Retrieving Pyomo solution without using for loop

亡梦爱人 提交于 2020-01-04 00:10:12

问题


I am struggling to find an efficient way of retrieving the solution to an optimization problem. The solution consists of around 200K variables that I would like in a pandas DataFrame. After searching online the only approaches I found for accessing the variables was through a for loop which looks something like this:

instance = M.create_instance('input.dat') # reading in a datafile
results = opt.solve(instance, tee=True)
results.write()
instance.solutions.load_from(results)

for v in instance.component_objects(Var, active=True): 
    print ("Variable",v)
    varobject = getattr(instance, str(v))
    for index in varobject:
        print ("   ",index, varobject[index].value)

I know I can use this for loop to store them in a dataframe but this is pretty inefficient. I found out how to access the indexes by using

import pandas as pd
index = pd.DataFrame(instance.component_objects(Var, active=True))

But I dont know how to get the solution


回答1:


There is actually a very simple and elegant solution, using the method pandas.DataFrame.from_dict combined with the Var.extract_values() method.

from pyomo.environ import *
import pandas as pd
m = ConcreteModel()
m.N = RangeSet(5)
m.x = Var(m.N, rule=lambda _, el: el**2)  # x = [1,4,9,16,25]

df = pd.DataFrame.from_dict(m.x.extract_values(), orient='index', columns=[str(m.x)])
print(df)

yields

    x
1   1
2   4
3   9
4  16
5  25

Note that for Var we can use both get_values() and extract_values(), they seem to do the same. For Param there is only extract_values().




回答2:


Of course you can use instance.some_var.pprint() to print it on the screen. But if you have a variable indexed by a large set. You can also write it to a seperate file. The following code writes the result to a .txt file:

f = open('Result.txt', 'a')
instance.some_var.pprint(f)
f.close()



回答3:


For simplicity of code and to largely avoid for-loops, I found the pyomoio module in the urbs project, which has taken over the slightly deprecated code of pandaspyomo.py. It relies on each pyomo object's iteritem() method, and handles multiple dimensions elegantly. It can extract sets, parameters, variables as pandas objects.

If I set up a small pyomo model

from pyomo.environ import *
import pyomoio as po
import pandas as pd

# Define a model with 200k values
m = ConcreteModel()
m.ix = RangeSet(200000)
def idem(model, i):
    return i
m.a = Param(m.ix, rule=idem)

I can read in the parameter with just one line of code

%%timeit
a_po = po.get_entity(m, 'a')

# 110 ms ± 1.88 ms per loop (mean ± std. dev. of 7 runs, 10 loops each)
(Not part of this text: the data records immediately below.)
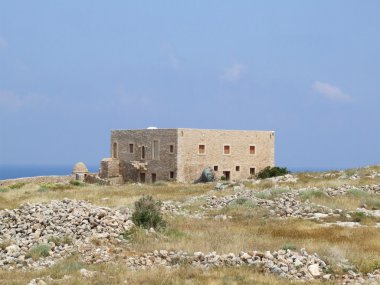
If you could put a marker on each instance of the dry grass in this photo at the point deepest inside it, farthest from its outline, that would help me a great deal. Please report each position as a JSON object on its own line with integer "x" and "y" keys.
{"x": 118, "y": 273}
{"x": 250, "y": 229}
{"x": 110, "y": 196}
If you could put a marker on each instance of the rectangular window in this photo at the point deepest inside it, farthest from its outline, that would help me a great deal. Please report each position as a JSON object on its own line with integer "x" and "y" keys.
{"x": 143, "y": 152}
{"x": 155, "y": 154}
{"x": 154, "y": 177}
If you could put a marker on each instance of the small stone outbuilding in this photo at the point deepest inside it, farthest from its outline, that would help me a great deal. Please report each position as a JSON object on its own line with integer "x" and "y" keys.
{"x": 80, "y": 171}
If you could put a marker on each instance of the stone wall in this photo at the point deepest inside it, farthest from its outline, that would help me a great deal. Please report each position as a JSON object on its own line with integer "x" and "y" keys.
{"x": 161, "y": 166}
{"x": 191, "y": 163}
{"x": 109, "y": 167}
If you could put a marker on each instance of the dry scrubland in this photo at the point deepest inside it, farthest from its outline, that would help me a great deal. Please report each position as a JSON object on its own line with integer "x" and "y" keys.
{"x": 249, "y": 228}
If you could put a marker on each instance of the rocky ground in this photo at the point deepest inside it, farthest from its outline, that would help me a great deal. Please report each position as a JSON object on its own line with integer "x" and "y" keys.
{"x": 40, "y": 235}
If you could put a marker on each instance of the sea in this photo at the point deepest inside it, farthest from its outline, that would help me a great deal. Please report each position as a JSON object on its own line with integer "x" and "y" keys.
{"x": 18, "y": 171}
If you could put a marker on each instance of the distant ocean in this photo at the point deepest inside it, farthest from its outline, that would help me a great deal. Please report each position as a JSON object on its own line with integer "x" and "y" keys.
{"x": 18, "y": 171}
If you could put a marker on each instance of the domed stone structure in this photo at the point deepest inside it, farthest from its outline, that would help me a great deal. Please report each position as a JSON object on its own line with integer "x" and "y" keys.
{"x": 80, "y": 171}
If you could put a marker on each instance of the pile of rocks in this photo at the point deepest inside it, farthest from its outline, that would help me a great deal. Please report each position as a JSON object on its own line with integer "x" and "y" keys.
{"x": 284, "y": 263}
{"x": 54, "y": 230}
{"x": 342, "y": 190}
{"x": 286, "y": 205}
{"x": 175, "y": 208}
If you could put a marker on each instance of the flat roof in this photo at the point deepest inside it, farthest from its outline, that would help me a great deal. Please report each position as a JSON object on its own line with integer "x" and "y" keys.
{"x": 193, "y": 129}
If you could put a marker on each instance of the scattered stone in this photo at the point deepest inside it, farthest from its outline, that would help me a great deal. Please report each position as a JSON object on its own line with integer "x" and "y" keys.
{"x": 87, "y": 273}
{"x": 58, "y": 228}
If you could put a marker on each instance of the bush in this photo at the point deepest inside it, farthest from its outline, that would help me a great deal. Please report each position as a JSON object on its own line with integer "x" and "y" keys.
{"x": 289, "y": 246}
{"x": 147, "y": 213}
{"x": 76, "y": 183}
{"x": 268, "y": 172}
{"x": 17, "y": 185}
{"x": 38, "y": 251}
{"x": 60, "y": 240}
{"x": 309, "y": 194}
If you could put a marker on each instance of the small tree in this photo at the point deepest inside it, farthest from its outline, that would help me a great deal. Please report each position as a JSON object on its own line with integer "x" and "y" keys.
{"x": 147, "y": 213}
{"x": 268, "y": 172}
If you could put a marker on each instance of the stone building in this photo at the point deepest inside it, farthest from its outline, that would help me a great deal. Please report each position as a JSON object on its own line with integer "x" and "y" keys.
{"x": 150, "y": 155}
{"x": 80, "y": 171}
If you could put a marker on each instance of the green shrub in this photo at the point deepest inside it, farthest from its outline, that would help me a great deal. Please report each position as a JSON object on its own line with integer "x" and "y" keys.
{"x": 4, "y": 244}
{"x": 289, "y": 246}
{"x": 241, "y": 201}
{"x": 372, "y": 203}
{"x": 357, "y": 193}
{"x": 42, "y": 189}
{"x": 271, "y": 194}
{"x": 76, "y": 183}
{"x": 60, "y": 240}
{"x": 309, "y": 194}
{"x": 147, "y": 213}
{"x": 268, "y": 172}
{"x": 17, "y": 185}
{"x": 358, "y": 216}
{"x": 38, "y": 251}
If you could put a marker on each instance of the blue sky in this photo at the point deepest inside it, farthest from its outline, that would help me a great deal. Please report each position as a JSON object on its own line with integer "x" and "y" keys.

However, if I compare it to the approach in the original question, it is not faster, even a little slower:

%%timeit
val = []
ix = []
varobject = getattr(m, 'a')
for index in varobject:
    ix.append(index)
    val.append(varobject[index])
a = pd.Series(index=ix, data=val)
# 92.5 ms ± 1.57 ms per loop (mean ± std. dev. of 7 runs, 10 loops each)



回答4:


I had the same issue as Jasper and tried the suggested solutions. By doing so I noticed, that the part writing the results takes most time. Maybe this is also true in Jasper's case.

results.write()
instance.solutions.load_from(results)

So I suggest to surpress this two lines if you can do so. Maybe someone has a suggestions how to speed this up? Or an alternative method.

Also I saw that in this post (Pyomo: Save results to CSV files) The "for loop" method is recomanded. A pyomo developer states:"I think it's possible in option 2 for the indices and the variable slice to be iterated over in a different order which would invalidate your resulting array."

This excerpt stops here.